For Boockvar, FedEx’s troubles represent a larger issue.
“We saw FedEx a couple of weeks ago, and while some of FedEx’s issues are company specific, I think its a great bellwether for its… supply chains around the world, and what they say about the macro environment I think is very important.”
Boockvar, who recommends gold, silver, and value stocks for investors looking to stay afloat in this difficult climate, doesn’t see much break ahead amid the slowing of the global economy even for those companies that don’t have international market exposure.
“They’re not going to be immune,” Boockvar said. “If you’re a restaurant company that’s focused in the U.S. but you have restaurants that are near manufacturing facilities or transportation facilities, you’re going to still feel the impact. While maybe they do better than some of the multinationals because U.S. growth is better than what we’re seeing overseas, they’re certainly not immune, and I do think they’re now beginning to get impacted.”

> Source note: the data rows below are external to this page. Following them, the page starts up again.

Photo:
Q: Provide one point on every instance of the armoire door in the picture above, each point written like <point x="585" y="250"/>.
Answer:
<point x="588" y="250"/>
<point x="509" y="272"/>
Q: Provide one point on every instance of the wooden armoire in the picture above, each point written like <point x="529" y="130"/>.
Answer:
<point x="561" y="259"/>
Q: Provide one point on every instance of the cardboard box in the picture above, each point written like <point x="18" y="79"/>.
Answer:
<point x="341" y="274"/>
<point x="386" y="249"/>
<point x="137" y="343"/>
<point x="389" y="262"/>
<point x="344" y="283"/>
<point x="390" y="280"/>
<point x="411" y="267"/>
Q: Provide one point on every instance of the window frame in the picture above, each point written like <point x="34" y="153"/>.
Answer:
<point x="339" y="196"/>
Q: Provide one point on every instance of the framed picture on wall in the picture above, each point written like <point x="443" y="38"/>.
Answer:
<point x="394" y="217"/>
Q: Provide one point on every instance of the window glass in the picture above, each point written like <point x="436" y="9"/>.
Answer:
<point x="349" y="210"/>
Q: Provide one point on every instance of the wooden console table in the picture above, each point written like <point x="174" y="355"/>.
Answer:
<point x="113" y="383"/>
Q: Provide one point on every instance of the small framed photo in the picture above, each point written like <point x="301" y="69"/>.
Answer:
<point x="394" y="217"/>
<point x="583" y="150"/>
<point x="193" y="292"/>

What’s more, Boockvar says that what investors see as a “Fed put”—or the ability of the Fed to help the economy along with monetary policy should it see a sustained decline—isn’t as much of a sure thing as the market may think.
“I think the reason why the S&P is around 3,000 is because people still think that it’s somehow embedded in the market,” Boockvar said. “But… understand that when you are in an already very low-rate environment, further easing by your central bank is not going to stimulate any more growth, as we’re seeing in Japan and Europe. … I just happen to think that people are going to wake up one day and realize that that put is not effective anymore.”
But it’s not all bad news. Boockvar says that the market’s shift from growth stocks into value names may continue for a while longer.
“This growth-to-value shift is not just a one or two week thing,” he said. “I do think that this is a change in the market’s attitude towards high valuations, and it really has started in the IPO market. It started with Lyft (NASDAQ: LYFT), and then with Uber (NYSE: UBER), and then with WeWork, and maybe… with Peloton (NASDAQ: PTON), that there is a valuation rethink. Therefore, value stocks… that have already embedded very low expectations I think will outperform.”